I wonder if insulin is safer than the oral meds, or if it is just as risky, or worse?
I know that some people are allergic to it. And I don't understand whether if something is mast-cell-activation-related -- not true allergy -- if "desensitization" works. I took Glyburide for years before it suddenly hit me, I should have been well-desensitized.
The doing nothing, isn't safe, either, as time goes on and glucose worsens.
I don't expect "ordinary" doctors to understand the question, since they don't in any other regard.
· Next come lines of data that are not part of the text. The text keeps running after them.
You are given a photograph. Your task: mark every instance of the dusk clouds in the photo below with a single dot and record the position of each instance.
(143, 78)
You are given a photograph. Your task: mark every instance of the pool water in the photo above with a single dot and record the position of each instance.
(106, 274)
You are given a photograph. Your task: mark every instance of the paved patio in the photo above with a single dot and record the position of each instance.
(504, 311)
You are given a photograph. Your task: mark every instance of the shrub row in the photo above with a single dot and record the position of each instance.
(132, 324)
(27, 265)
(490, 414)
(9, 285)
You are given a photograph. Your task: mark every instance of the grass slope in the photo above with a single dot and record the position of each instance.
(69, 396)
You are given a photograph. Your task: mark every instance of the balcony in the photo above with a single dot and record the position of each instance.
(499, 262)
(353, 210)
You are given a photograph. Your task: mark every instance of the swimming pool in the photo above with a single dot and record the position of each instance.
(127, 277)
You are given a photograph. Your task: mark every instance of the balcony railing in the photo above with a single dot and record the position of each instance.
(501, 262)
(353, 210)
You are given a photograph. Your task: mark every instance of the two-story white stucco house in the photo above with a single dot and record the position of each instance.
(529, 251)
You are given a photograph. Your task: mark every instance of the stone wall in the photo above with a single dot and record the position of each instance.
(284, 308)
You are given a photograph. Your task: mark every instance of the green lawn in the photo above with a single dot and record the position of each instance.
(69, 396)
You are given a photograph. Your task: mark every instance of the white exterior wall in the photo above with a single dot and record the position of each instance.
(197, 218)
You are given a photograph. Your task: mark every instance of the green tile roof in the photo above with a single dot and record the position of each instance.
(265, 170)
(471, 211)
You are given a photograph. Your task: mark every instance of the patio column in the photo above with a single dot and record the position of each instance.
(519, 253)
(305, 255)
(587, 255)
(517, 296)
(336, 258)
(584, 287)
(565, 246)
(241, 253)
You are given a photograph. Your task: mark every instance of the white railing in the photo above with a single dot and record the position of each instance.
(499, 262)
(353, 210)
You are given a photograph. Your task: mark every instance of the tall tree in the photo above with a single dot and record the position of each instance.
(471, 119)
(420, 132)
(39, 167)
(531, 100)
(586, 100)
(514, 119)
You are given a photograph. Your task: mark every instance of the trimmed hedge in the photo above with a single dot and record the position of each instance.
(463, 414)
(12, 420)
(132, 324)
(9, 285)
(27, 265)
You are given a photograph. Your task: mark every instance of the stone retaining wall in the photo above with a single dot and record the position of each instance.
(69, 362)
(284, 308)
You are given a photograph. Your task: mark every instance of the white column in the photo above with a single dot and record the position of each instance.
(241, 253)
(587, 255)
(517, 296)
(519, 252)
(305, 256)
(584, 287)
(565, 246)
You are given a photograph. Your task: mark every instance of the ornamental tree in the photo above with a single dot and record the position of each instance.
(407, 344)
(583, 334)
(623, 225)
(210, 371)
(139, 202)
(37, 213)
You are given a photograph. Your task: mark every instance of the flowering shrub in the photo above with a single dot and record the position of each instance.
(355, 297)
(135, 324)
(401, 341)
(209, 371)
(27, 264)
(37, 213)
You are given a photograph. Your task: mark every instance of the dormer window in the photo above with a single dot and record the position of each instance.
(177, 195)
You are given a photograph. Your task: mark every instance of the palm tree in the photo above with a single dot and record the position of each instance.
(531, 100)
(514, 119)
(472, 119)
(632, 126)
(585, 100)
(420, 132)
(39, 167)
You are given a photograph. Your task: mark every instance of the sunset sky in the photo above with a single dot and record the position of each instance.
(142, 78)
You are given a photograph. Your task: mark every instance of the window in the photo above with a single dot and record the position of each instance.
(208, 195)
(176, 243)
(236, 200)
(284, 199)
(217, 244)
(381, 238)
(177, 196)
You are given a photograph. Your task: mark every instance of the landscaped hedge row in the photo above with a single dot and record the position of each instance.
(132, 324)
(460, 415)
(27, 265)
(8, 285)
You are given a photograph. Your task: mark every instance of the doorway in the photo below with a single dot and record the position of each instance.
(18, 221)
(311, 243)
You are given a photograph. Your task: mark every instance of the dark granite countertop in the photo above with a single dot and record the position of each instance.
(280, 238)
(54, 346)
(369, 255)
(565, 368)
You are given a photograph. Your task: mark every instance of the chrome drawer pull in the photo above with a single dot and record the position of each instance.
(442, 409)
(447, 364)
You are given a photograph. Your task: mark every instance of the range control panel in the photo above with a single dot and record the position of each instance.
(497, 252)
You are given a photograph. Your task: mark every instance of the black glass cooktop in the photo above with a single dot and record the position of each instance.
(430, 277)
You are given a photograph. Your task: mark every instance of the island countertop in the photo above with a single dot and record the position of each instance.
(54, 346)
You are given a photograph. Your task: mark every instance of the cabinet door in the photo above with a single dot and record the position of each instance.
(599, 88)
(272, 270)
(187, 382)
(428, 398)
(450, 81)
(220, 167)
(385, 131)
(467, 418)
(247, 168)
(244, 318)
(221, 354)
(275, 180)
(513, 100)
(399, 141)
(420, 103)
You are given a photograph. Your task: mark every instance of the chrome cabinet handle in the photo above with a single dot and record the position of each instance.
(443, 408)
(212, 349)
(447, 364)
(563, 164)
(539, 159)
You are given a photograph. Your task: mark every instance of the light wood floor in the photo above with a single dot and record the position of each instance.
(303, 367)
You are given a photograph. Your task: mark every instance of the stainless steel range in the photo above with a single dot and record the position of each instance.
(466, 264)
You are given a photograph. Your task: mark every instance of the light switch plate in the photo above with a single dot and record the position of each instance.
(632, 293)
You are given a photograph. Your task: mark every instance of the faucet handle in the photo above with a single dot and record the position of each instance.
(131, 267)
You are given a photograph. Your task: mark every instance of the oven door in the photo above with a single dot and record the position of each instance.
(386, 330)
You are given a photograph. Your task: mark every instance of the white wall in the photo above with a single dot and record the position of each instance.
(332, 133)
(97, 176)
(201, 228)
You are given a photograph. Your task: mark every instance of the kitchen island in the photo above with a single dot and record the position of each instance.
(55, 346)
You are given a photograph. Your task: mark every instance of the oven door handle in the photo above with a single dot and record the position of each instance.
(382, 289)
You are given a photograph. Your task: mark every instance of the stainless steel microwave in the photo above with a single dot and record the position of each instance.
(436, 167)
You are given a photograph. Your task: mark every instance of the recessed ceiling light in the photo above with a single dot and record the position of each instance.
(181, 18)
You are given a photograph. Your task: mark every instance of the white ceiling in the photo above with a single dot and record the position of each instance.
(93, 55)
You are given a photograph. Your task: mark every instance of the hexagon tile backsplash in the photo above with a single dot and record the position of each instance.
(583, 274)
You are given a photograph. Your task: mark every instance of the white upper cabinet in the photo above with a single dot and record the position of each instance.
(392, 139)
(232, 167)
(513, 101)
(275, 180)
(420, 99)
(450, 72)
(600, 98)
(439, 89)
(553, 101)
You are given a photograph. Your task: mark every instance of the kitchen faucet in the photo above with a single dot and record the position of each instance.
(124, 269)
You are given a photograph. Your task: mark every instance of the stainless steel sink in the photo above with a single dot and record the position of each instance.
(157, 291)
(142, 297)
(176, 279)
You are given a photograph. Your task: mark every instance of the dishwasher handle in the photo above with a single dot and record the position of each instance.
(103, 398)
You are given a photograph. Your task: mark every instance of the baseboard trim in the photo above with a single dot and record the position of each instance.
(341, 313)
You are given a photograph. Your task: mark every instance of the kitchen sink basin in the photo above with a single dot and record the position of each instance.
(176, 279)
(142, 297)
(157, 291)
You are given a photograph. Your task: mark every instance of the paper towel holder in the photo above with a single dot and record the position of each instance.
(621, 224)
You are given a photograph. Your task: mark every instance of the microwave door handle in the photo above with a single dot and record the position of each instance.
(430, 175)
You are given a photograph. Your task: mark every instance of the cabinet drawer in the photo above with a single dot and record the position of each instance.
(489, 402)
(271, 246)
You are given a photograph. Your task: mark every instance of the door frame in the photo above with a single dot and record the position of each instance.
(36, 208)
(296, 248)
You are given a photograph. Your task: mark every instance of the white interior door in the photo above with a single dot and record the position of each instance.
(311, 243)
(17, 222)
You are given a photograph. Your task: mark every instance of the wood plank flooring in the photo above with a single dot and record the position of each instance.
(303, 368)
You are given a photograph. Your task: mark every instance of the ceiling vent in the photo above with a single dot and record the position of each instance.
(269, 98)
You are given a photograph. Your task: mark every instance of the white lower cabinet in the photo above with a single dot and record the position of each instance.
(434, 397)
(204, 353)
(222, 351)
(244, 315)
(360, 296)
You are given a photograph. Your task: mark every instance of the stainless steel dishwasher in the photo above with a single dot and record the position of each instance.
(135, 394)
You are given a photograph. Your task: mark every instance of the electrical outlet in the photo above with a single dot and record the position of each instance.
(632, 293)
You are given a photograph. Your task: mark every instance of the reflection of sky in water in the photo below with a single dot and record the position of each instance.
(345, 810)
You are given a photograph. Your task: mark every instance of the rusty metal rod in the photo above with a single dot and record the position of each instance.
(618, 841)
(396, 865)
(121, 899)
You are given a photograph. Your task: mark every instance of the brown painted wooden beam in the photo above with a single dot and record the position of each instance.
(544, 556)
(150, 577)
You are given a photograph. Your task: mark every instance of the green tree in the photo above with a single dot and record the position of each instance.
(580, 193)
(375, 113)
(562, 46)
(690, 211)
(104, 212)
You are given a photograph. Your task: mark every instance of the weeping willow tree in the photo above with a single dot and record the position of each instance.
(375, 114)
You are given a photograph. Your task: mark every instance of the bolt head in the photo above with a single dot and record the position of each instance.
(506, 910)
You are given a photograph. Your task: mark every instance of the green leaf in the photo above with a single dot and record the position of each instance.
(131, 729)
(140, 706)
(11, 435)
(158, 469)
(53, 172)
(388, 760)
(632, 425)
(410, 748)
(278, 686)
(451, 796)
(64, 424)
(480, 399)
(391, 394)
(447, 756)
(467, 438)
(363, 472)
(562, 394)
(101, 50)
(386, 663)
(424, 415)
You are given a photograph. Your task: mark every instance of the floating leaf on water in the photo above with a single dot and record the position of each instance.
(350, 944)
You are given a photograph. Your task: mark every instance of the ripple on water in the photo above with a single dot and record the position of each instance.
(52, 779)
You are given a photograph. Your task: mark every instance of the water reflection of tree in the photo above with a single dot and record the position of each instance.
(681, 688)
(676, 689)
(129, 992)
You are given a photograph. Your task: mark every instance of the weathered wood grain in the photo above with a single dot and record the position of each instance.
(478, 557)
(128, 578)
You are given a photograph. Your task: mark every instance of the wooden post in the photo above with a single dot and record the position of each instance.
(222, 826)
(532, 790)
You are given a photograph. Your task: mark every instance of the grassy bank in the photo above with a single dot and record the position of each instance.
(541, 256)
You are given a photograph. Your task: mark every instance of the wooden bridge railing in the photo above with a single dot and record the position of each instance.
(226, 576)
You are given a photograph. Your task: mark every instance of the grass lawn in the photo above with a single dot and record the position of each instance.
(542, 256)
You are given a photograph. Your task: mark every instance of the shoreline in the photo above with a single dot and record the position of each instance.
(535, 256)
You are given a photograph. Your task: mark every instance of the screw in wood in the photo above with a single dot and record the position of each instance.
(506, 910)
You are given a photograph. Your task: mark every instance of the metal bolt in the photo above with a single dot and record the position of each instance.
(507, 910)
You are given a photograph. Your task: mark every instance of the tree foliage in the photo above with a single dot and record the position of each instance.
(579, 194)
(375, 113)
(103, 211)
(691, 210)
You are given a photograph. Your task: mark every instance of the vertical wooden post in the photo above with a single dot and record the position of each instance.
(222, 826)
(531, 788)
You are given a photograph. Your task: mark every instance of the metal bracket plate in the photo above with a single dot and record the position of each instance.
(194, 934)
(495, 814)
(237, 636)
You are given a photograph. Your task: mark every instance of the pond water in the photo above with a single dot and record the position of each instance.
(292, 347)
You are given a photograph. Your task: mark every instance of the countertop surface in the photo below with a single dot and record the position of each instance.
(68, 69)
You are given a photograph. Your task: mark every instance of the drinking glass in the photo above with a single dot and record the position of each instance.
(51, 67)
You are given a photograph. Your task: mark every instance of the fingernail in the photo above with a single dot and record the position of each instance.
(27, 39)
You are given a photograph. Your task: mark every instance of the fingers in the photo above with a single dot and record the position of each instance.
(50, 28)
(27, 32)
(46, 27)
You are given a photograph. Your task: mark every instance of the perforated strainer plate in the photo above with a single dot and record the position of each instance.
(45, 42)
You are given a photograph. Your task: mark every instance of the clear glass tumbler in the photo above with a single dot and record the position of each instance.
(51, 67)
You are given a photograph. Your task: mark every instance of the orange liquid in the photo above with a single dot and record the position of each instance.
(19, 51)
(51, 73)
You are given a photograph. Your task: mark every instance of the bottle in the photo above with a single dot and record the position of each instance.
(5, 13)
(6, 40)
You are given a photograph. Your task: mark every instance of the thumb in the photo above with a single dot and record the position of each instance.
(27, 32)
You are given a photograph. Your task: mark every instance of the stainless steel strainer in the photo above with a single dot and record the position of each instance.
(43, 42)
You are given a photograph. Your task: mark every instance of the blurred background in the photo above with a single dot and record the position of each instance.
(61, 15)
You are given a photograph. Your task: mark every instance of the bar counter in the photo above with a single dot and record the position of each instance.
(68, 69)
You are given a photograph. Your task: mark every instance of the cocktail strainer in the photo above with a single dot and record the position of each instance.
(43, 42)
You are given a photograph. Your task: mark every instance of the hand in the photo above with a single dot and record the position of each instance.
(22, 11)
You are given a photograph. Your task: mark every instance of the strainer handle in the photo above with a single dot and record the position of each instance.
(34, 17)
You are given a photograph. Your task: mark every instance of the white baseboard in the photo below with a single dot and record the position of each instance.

Of the four classes of diabetes drugs I have used: one (Glyburide) I had taken for a couple of years before it suddenly started triggering me into cardio-vascular reactions (bad anaphylactic style) each time I took it; a second one (Actos) got me on the third pill -- driving, in the middle of a parking lot, where I sat with cars honking at me for a half hour before I finally carefully prayed my way home (no one offered to help me), a third (Januvia) caused me to go to the ER on the very first dose, where the ER doc agreed it sounded "allergic", another (Metformin) just kept me too sick to function for two months.
Because the reactions can occur after any amount of time, simply trying it under a brief medical supervision, won't tell me if it's safe for long.
So I don't feel optimistic injecting these drugs at home.
Any suggestions from others who have been there?
When I try to tell any doctor about this, they immediately believe I am merely afraid of needles, when actually, after the life I have led (countless routines at medical labs), I hardly think twice about needles -- only what the drugs in them will do.